Birdwatching tours happen every day and last about 4 hours. If you want a full day of birdwatching, you can ask for it. The best time for birdwatching is between September and March when many birds migrate from Europe. It is important to book a tour of Mabamba swamp a day before so they can plan well. Your tour company or private driver should pick you up very early in the morning from your hotel or home. For the best birdwatching experience, bring a backpack with packed food in case you get hungry, binoculars, insect repellent, a hat, sunscreen, a rain jacket, and long-sleeved shirts.

Other things to do and look out for while visiting the Mabamba swamp

Canoeing: You can arrange for longer canoe trips to see more birds, go fishing, and explore the nearby islands of Lake Victoria. It is important to wear life jackets when getting on the canoe. If you do not have one, pick a boat that can give you one.

Spot fishing: Before tourism became more common, the main thing people did in Mabamba was fishing. Fishing is still the main way people make money in the area. The most common fish species people catch are Tilapia, mudfish, lungfish, and the big Nile Perch. There are many fishermen in the area. You can either join one of them or watch them from a distance. If you want to join them, you can bring your own fishing gear or use one of the hooks and rods made by locals.

Village walks and visiting Craft Shops: Village walks let you spend time with the locals and learn about their lives and how they manage. Many of the people living near the swamp do subsistence farming. You can also visit some craft shops to see lovely bags, mats, baskets, and huts that are skillfully made. Many of these things are crafted using reeds from the swamp. The swamp also gives herbs and materials for building local huts.

Watching Butterflies: While birdwatching is the main attraction of a tour in the Mabamba wetland, the many different types of butterflies are also very impressive. There are over 200 species of butterflies in the Mabamba swamp. The most commonly seen ones are the Bicyclus sebetus, Acraea consanquine, Acraea aganice, Achaea aurivilli, and Abisaraneavei.

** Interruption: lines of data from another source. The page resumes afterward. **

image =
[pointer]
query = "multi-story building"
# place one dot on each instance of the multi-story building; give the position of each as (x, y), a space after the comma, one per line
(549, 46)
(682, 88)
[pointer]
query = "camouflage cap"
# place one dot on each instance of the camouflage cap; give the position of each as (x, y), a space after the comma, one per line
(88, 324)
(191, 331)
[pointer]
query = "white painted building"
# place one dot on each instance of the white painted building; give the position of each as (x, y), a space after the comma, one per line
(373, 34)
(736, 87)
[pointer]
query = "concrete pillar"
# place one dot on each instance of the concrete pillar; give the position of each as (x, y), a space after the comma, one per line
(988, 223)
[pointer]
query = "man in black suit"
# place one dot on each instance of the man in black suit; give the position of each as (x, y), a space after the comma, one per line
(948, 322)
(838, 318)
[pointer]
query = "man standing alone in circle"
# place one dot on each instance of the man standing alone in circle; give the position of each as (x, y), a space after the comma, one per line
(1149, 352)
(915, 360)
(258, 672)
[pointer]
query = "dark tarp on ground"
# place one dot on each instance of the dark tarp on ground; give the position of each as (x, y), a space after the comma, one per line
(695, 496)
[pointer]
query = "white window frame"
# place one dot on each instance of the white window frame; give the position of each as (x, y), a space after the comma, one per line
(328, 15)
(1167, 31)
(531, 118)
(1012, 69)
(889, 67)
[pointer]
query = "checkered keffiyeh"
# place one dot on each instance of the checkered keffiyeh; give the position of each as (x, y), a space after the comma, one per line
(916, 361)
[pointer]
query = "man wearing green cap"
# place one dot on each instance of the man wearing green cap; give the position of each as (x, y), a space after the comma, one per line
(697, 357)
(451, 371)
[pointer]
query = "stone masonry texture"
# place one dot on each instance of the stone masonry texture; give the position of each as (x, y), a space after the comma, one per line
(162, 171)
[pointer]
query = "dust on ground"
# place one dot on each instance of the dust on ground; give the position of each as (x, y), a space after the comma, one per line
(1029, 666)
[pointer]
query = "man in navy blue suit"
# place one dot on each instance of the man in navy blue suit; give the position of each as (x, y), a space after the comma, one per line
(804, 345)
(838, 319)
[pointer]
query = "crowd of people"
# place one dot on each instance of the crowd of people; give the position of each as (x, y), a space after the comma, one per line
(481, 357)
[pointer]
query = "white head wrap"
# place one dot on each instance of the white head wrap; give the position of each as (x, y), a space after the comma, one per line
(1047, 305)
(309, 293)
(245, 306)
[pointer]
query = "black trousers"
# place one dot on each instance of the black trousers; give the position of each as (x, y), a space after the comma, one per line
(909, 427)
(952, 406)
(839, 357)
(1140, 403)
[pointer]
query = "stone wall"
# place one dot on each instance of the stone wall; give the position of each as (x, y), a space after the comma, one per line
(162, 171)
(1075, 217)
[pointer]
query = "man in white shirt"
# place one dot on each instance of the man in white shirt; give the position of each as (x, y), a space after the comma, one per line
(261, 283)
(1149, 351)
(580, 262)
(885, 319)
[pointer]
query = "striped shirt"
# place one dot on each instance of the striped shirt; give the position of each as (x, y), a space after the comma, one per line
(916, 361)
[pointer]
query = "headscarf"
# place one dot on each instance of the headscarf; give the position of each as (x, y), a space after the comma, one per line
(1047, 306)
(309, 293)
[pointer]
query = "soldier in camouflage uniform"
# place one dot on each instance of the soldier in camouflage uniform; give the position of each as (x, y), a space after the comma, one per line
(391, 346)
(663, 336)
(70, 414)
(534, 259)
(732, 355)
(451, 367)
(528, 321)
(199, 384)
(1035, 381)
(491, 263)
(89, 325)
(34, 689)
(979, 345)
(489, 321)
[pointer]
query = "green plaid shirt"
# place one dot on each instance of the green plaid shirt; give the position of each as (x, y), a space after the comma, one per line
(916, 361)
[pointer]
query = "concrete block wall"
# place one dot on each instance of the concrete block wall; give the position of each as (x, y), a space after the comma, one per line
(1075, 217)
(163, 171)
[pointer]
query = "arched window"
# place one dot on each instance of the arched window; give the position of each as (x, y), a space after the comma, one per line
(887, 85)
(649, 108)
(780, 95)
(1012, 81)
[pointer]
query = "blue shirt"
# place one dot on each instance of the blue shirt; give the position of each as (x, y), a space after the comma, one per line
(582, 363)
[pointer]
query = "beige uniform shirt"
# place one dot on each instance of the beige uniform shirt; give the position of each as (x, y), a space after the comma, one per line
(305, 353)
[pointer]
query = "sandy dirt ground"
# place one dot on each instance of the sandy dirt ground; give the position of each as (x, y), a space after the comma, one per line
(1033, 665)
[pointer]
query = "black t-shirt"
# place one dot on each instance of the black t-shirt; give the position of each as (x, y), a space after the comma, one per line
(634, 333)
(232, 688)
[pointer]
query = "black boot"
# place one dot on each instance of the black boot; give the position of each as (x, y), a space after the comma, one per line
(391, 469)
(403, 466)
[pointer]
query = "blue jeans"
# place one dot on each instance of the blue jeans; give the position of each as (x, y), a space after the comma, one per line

Spotting the Sitatunga antelope: The Mabamba swamp is a significant home for the Sitatunga antelope. When you are on a birdwatching tour in the huge swamp, you might come across these shy animals. Unfortunately, their numbers have gone down lately because of poaching that is not controlled. Poachers find and catch them by burning the places where they hide—the marshes. The government and other wildlife protectors are trying to keep them safe by educating the communities about the importance of protecting them.